Chapter 9 · Part 4

A neuron & a tiny network

In Chapter 8 we said the weights of a filter can be learned rather than designed. But learned how, and by what? The answer is a machine built from one tiny, endlessly-repeated part: the artificial neuron.

A neuron does something almost embarrassingly simple. It takes a few numbers in, multiplies each by a weight, adds them up, adds one more number called the bias, and squashes the result into a tidy output. That's it. Stack enough of them and you get a network that can recognise a cat.

Scroll to feed three features into a single neuron and watch it decide.

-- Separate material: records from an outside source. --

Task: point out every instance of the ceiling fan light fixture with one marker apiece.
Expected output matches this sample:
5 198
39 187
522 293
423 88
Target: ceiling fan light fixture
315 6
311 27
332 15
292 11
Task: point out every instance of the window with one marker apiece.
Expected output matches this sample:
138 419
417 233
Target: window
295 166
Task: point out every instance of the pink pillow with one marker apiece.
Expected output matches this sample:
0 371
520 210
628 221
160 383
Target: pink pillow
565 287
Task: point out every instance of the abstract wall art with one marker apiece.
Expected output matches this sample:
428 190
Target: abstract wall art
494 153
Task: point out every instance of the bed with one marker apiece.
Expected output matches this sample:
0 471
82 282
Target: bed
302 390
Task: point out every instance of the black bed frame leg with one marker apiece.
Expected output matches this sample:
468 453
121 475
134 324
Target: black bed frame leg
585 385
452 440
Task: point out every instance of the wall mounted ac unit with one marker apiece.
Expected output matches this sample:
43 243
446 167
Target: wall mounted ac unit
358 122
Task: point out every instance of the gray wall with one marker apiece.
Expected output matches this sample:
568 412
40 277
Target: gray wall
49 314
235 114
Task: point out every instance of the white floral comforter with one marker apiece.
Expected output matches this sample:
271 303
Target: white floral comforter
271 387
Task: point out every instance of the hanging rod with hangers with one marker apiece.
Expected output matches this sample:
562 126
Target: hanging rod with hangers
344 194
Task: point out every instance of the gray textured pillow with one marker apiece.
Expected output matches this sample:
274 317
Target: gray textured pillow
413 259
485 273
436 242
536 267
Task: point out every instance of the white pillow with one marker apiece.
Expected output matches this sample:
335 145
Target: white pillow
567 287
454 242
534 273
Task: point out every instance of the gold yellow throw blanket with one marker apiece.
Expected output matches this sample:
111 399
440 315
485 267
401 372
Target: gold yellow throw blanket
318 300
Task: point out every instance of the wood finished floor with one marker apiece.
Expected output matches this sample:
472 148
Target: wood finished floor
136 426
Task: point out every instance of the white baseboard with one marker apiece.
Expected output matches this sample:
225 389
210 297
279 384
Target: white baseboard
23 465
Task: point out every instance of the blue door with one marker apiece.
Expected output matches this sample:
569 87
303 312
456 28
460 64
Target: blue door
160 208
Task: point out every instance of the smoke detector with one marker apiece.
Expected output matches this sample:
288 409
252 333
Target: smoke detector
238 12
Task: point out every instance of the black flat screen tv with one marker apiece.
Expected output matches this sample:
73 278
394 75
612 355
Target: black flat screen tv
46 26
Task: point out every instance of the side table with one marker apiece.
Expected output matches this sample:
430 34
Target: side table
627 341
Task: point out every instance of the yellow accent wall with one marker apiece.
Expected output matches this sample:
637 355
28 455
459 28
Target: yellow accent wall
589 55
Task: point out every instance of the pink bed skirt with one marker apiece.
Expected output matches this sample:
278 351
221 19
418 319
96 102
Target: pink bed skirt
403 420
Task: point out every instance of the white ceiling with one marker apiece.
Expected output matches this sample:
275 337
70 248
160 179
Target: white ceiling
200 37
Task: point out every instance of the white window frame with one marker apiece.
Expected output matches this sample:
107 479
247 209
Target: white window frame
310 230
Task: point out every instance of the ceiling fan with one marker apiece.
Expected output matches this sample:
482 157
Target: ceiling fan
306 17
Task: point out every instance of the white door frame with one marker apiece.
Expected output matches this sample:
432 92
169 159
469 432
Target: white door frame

Three features arrive — an edge, a blob, a brightness reading — each just a number.

scroll

Weights, bias, activation

Every neuron is the same three-step recipe:

  • Weights decide how much each input matters — and the sign decides whether it argues for or against. A big positive weight on "edge" means edges make me more likely to fire.
  • Bias shifts the whole decision up or down — a neuron's default leaning before any input arrives.
  • Activation is the squash at the end. Without it, a stack of neurons would collapse into one big linear formula; the non-linear kink is what lets networks learn curved, complicated boundaries.

This is the same dot product as before

Look closely at Σ wᵢxᵢweights times inputs, summed. That's exactly the operation a convolution kernel does over a patch of pixels in Chapter 5. A neuron and a kernel are the same multiply- and-add machine; the only difference is what they're wired to.

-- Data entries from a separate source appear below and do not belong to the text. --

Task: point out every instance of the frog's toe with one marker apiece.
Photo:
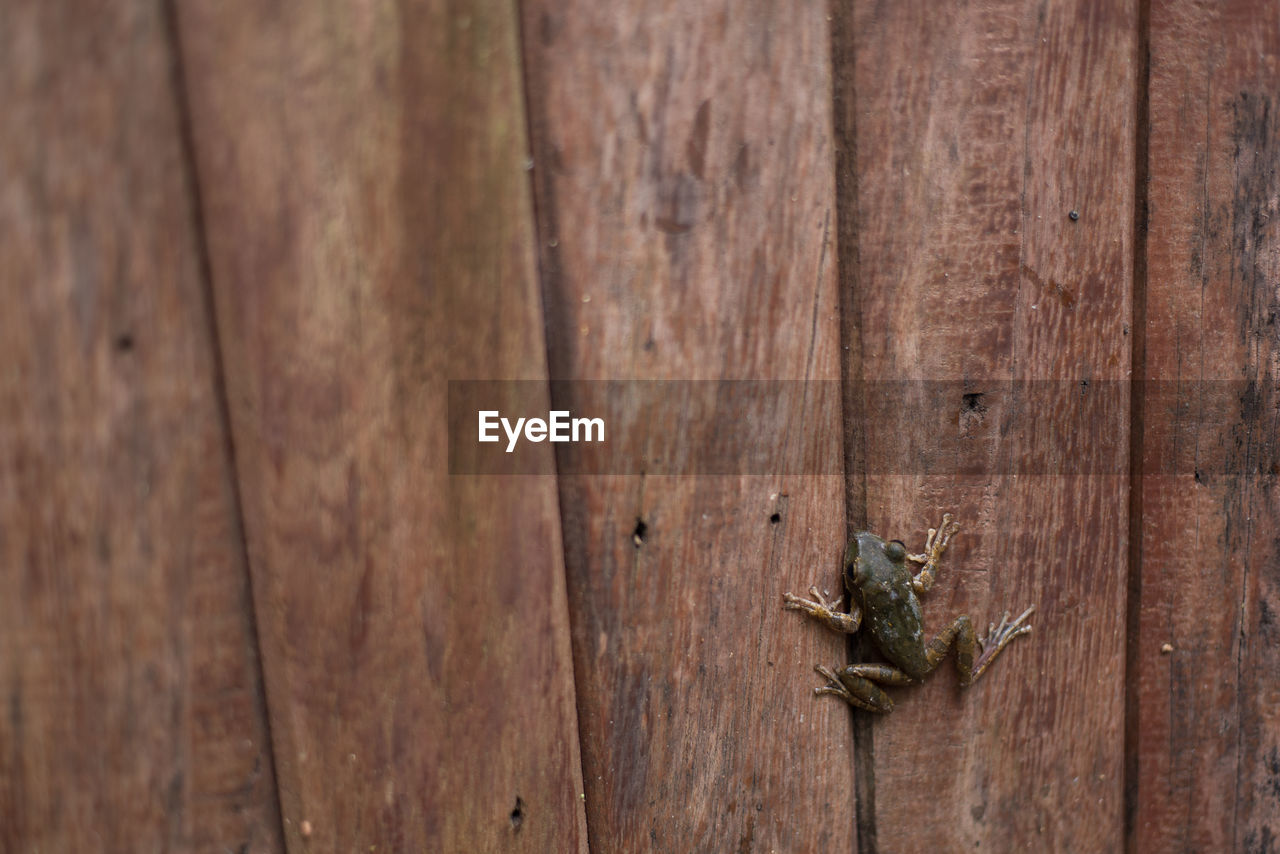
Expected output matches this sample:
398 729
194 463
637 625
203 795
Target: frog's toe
999 636
858 692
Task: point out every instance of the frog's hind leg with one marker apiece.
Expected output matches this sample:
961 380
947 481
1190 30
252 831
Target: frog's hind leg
960 633
1000 636
855 685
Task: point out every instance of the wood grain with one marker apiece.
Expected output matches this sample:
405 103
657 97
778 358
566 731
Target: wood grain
682 159
1207 727
370 236
133 716
977 129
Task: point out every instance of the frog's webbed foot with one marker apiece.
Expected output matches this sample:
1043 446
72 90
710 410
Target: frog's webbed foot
1000 636
828 613
854 689
935 544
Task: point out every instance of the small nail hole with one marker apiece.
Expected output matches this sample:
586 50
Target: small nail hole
639 533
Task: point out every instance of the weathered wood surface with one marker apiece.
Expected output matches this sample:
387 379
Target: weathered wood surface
133 716
370 231
977 131
720 195
1206 736
682 159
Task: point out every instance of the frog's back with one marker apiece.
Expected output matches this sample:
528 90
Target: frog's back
895 620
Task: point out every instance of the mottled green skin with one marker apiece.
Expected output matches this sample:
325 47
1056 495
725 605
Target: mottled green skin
882 589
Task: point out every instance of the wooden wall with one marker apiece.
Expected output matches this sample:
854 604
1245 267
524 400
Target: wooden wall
246 245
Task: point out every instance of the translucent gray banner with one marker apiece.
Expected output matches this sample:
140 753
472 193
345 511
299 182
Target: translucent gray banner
894 428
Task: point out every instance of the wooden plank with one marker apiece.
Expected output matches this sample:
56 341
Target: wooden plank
133 716
977 129
370 238
682 159
1207 720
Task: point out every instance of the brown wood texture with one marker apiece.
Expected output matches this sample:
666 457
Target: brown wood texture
1207 727
977 131
370 229
133 716
682 158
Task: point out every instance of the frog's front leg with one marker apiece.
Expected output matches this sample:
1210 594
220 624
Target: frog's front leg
856 685
828 613
935 544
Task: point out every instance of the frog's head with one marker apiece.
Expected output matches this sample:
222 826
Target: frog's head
869 557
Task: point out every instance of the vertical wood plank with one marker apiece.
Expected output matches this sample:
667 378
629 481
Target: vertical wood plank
370 238
978 129
133 716
684 168
1207 731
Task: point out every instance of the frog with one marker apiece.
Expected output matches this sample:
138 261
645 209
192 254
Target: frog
885 593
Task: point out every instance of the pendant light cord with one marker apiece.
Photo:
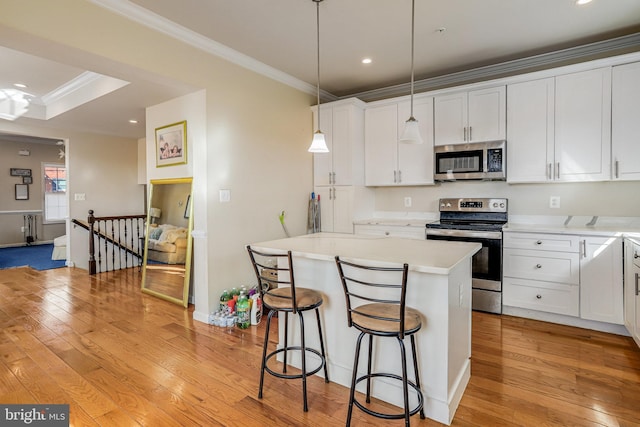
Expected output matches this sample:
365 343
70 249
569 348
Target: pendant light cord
318 58
413 19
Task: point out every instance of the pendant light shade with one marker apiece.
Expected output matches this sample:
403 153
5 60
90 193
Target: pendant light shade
411 133
318 144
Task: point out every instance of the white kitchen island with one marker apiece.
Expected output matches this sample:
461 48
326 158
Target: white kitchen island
439 286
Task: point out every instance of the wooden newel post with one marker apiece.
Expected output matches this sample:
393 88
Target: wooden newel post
92 259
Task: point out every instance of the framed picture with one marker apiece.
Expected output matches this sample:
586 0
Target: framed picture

That's the bridge to the next chapter: a convolutional neuron is just a neuron whose inputs are a little window of the image, reused at every position.

neuron.py — multiply, add, squash
import numpy as np

def neuron(x, w, b):
  z = np.dot(w, x) + b      # weighted sum + bias
  return 1 / (1 + np.exp(-z))  # sigmoid activation

x = np.array([0.9, 0.3, 0.6])   # edge, blob, brightness
w = np.array([1.3, -0.9, 0.6])  # learned weights
print(neuron(x, w, -0.2))       # -> a single number in (0, 1)

From one neuron to a network

A single neuron draws one straight line through the data — useful, but limited. The power comes from layers: the outputs of one layer of neurons become the inputs of the next. Early layers detect simple things; later layers combine those into complex things.

We still have two questions open. First: how do all those weights get set? That's training, and it's Chapter 12. Second: how do we wire neurons to images without drowning in 120,000 inputs? That's the convolutional network — next.